Yaşadığımız çağda, Müslümanların yeryüzü insanlığına söyleyecek sözü olmadığını ve bunun sebebinin de geleneksel eserlerden ve ulemadan kaynaklandığını ileri sürenler, büyük bir yanılgı içindedir. Süreç içerisinde elbette İslam’ın asla onaylamadığı, Kitaba ve Nebiye rağmen İslam’danmış gibi dine mal edilen birçok yorum, şerh, fetva, kaidenin ortaya çıktığı gerçektir.
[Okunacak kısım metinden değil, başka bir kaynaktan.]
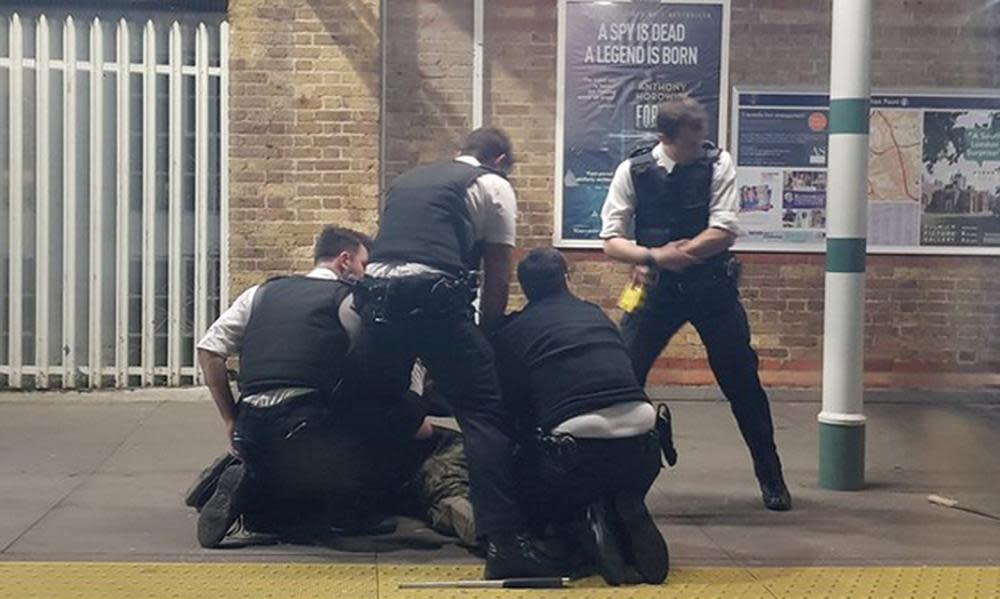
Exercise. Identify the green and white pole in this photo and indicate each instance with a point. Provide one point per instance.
(842, 420)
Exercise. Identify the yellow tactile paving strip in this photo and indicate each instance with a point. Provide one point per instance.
(84, 580)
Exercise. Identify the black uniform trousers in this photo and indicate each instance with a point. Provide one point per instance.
(712, 305)
(463, 366)
(306, 465)
(559, 476)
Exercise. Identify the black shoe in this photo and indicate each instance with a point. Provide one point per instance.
(600, 540)
(642, 543)
(365, 526)
(665, 431)
(775, 495)
(203, 487)
(221, 511)
(515, 556)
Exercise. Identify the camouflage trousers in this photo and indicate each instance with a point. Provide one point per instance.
(438, 491)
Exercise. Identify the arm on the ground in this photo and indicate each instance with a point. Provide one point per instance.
(217, 380)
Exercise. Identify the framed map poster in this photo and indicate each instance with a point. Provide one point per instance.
(933, 174)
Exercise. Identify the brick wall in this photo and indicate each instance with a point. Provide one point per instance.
(305, 148)
(304, 110)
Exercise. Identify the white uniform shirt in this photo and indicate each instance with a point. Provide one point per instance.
(225, 336)
(492, 205)
(618, 213)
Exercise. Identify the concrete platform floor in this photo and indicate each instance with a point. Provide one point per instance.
(100, 478)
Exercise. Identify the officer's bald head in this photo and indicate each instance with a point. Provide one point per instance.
(542, 273)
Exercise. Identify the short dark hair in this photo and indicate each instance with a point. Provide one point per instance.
(334, 240)
(672, 115)
(542, 273)
(488, 143)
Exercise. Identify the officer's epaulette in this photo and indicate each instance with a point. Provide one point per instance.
(712, 151)
(642, 159)
(646, 148)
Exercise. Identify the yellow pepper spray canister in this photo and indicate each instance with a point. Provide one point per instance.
(632, 297)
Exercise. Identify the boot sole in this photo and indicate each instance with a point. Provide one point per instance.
(602, 545)
(220, 512)
(647, 550)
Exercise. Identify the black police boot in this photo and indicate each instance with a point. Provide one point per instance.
(221, 511)
(775, 494)
(513, 555)
(203, 487)
(643, 545)
(602, 543)
(665, 431)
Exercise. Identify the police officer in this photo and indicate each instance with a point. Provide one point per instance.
(581, 415)
(440, 223)
(678, 202)
(297, 437)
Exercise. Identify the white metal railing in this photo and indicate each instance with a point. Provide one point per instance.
(114, 209)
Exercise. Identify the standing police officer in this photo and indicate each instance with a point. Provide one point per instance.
(440, 222)
(678, 202)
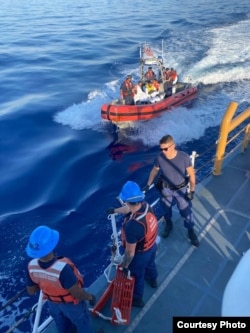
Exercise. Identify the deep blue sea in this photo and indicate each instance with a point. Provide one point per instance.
(60, 164)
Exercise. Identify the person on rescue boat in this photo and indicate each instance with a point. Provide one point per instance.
(152, 89)
(139, 233)
(140, 96)
(168, 83)
(150, 74)
(174, 79)
(127, 90)
(60, 282)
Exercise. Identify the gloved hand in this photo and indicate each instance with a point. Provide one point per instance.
(93, 300)
(190, 195)
(159, 184)
(125, 271)
(111, 210)
(145, 188)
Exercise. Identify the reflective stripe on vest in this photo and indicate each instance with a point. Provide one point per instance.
(48, 280)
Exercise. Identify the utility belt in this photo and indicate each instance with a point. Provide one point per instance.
(174, 187)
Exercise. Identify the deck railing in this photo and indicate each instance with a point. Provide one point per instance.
(228, 124)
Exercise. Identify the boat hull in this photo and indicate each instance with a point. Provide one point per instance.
(123, 113)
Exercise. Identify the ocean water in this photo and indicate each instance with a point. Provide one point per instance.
(60, 164)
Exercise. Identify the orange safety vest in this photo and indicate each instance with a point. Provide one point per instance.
(168, 75)
(150, 224)
(173, 75)
(48, 280)
(129, 89)
(150, 75)
(156, 84)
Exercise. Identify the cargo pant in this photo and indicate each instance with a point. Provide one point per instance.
(143, 267)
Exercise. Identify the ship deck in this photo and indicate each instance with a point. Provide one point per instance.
(192, 280)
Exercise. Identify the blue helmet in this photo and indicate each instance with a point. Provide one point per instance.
(42, 241)
(131, 192)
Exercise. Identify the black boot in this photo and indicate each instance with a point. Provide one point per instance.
(167, 229)
(192, 236)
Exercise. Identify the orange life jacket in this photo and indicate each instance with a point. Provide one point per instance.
(129, 89)
(150, 75)
(150, 224)
(173, 75)
(156, 84)
(48, 280)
Müslümanlar kendilerine ait olan kurucu metinlerden, dinin kabul etmediği, Kitaba, peygambere muhalif olan bilgileri ayıklayabilir. Bu çabalara, çalışmalara Müslümanların acilen ihtiyacı var. Çok uzun soluklu ve emek isteyen bir çaba, lakin öyle görünüyor ki, ehillerince ele alınıp çözüm üretilirse olağanüstü faydasını göreceğiz.